Ragnarök Question Series: If a global catastrophe occurs, will it be due to biotechnology or bioengineered organisms?

You can now see an excellent visualization of global catastrophic risks estimates produced in the Ragnarök series here.

No single disease currently exists that combines the worst-case levels of transmissibility, lethality, resistance to therapies, and global reach. But we know that the worst-case attributes can be realized independently. For example, some diseases exhibit nearly a 100% case fatality ratio in the absence of treatment, such as rabies or septicemic plague. The 1918 flu has a track record of spreading to virtually every human community worldwide. Chickenpox and HSV-1, can reportedly reach over 95% of a given population.

The past decades have seen rapid advances in biotechnology, in part due to the falling costs of gene sequencing and synthesis. Improvements in ease-of-use of certain specific kinds of biotechnology bring increased concerns about biological risks. Gene synthesisers have the capacity to turn digital sequence data into physical genetic sequences, enabling individuals to create viruses from digital files (as was done with the 1918 Spanish Flu virus).

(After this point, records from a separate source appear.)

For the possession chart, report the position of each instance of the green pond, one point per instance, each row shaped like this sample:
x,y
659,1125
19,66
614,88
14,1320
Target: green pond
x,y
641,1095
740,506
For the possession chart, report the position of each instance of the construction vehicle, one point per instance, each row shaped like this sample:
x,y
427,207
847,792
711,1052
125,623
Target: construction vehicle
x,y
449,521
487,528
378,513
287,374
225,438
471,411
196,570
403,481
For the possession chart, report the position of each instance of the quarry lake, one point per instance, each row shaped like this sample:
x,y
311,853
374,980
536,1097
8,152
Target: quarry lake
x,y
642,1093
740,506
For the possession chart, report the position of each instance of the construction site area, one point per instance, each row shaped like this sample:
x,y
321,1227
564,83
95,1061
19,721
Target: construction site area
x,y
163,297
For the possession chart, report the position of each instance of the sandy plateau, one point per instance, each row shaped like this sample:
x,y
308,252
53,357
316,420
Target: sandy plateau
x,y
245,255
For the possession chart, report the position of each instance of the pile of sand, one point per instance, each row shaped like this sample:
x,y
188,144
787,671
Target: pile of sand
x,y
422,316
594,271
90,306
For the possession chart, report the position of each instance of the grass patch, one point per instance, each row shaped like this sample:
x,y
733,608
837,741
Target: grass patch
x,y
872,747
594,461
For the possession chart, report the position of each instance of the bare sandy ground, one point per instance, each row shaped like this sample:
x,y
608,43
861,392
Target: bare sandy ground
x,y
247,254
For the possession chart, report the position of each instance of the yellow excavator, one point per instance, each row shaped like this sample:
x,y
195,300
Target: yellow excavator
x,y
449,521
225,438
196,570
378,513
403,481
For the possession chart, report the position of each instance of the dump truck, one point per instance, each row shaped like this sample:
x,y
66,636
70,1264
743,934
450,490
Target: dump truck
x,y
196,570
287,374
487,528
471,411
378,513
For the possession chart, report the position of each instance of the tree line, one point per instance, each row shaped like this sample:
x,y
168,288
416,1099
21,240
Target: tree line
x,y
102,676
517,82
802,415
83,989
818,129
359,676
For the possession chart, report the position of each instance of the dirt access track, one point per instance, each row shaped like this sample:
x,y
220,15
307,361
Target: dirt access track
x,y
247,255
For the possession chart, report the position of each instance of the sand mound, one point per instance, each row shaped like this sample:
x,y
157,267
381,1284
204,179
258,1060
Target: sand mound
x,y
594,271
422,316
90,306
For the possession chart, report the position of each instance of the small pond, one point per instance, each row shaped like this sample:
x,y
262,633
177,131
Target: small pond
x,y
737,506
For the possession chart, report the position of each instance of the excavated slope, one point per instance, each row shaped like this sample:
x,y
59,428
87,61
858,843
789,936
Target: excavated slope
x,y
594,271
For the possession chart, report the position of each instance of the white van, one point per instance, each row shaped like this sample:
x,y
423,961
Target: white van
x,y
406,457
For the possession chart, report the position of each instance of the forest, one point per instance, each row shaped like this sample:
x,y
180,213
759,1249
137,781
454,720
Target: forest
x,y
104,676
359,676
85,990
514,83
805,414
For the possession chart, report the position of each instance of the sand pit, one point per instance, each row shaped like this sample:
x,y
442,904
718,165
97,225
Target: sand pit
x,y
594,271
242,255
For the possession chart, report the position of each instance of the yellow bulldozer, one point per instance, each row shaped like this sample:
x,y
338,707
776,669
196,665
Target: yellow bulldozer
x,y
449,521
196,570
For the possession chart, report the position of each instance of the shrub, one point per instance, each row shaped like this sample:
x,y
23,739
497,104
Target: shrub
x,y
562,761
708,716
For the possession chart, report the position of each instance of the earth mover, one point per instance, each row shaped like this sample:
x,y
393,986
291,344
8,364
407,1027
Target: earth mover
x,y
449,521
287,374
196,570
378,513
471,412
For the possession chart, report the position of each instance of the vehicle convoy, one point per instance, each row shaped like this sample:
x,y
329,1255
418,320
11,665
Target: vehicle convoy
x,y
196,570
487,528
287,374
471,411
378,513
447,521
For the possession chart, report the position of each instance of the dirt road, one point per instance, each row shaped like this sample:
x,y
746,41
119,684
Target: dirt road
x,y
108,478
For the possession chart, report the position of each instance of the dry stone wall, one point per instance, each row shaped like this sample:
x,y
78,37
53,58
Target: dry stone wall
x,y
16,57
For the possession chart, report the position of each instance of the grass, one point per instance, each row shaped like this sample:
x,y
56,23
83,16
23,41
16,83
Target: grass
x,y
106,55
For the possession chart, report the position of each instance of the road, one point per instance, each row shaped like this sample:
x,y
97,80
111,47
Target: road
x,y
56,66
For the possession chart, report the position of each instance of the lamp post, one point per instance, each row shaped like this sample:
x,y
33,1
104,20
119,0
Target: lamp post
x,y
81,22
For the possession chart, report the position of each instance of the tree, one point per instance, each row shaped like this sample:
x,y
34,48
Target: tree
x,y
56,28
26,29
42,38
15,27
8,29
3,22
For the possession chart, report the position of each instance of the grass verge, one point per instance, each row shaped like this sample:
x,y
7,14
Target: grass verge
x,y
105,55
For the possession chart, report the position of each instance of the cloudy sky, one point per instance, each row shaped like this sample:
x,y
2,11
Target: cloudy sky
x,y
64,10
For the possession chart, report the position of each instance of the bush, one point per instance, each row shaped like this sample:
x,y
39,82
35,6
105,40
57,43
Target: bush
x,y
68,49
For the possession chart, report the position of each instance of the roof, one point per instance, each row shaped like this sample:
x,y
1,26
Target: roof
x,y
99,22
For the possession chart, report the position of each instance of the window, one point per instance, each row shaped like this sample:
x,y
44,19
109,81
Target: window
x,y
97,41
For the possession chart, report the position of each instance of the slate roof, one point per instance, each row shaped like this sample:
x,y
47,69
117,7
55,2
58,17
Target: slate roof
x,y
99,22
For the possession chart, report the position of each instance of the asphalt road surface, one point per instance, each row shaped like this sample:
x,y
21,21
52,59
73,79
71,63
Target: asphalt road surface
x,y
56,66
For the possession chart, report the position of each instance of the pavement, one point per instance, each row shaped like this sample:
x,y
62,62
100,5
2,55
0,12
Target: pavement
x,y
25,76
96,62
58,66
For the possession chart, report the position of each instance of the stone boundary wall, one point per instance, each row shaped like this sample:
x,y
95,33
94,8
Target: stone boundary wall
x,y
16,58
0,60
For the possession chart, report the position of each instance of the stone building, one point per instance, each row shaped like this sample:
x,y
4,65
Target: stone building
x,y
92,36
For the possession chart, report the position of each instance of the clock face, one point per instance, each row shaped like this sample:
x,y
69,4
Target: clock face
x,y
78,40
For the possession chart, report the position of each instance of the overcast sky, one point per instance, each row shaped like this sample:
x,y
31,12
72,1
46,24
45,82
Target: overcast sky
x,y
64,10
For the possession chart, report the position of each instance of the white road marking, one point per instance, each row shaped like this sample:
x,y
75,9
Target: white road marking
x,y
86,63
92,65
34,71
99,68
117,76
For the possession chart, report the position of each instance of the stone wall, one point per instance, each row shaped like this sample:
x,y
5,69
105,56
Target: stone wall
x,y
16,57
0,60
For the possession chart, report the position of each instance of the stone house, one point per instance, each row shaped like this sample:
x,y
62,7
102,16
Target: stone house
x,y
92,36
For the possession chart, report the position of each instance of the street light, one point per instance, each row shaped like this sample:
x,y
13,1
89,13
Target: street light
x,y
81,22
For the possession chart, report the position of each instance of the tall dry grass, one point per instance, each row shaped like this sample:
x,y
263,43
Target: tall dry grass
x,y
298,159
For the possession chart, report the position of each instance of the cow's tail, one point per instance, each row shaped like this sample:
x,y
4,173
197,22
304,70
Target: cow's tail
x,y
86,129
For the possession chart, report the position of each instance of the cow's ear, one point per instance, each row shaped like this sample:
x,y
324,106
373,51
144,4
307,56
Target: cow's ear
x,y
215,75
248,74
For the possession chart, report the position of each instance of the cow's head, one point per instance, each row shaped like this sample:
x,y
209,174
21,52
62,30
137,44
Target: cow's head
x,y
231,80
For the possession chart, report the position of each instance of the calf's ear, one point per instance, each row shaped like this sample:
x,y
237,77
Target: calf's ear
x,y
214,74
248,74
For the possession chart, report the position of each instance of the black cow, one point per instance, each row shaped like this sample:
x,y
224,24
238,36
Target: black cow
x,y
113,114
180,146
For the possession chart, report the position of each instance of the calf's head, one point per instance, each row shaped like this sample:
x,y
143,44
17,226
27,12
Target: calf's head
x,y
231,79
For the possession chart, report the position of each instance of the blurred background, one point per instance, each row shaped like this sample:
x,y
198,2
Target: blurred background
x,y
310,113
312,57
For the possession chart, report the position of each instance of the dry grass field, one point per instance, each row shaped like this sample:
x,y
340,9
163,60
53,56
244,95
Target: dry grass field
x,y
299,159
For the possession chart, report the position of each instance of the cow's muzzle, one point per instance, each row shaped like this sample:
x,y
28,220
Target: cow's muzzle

The implications of these technologies are worrying, especially given the track record of state-run bioweapon research applying cutting-edge science and technology to design pathogens that are more virulent, more resistant to therapies, harder to diagnose and treat than those in nature.

While there is no evidence of state-run bioweapons programs directly attempting to develop or deploy bioweapons that would pose an catastrophic risk, the logic of deterrence and mutually assured destruction could create such incentives, especially in a more unstable political climate, or following a breakdown of the Biological Weapons Convention.

Deliberate or accidental gene drives that might not directly target human populations may also pose major risks. There are broadly three features that give rise to the ecological risk of gene drives:

(i) a gene drive is passed on from one generation to the next at a rate greater than occurs naturally; (ii) a gene drive construct can have effects on other parts of the organism's genome beyond the target; and (iii) gene-drive modified organisms are designed to spread, along with their effects, into the larger environment.

Examples of such unanticipated consequences that could rapidly proliferate the ecosystem are:

• New phenotypes with a different (possibly increased) capacity to spread diseases or pathogens,
• Cascading effects on food web caused by decrease in abundance of predators leading to possible loss of ecosystem services,
• The gene drive being acquired by, and spreads within, non-target species (possibly humans), leading to suppression or modification of the nontarget species.

Finally, accidents. A report by Gryphon Scientific, Risk and Benefit Analysis of Gain of Function Research, has laid out a detailed risk assessments of potentially pandemic pathogen research, suggesting that the annual probability of a global pandemic resulting from an accident with this type of research in the United States is 0.002% to 0.1%. Since similar research is done outside of the United States, in potentially more accident-prone labs, the world seems to be exposed to worryingly high level of risk from accidental outbreaks (which some have estimated to be around 0.016% to 0.8% chance of a pandemic each year).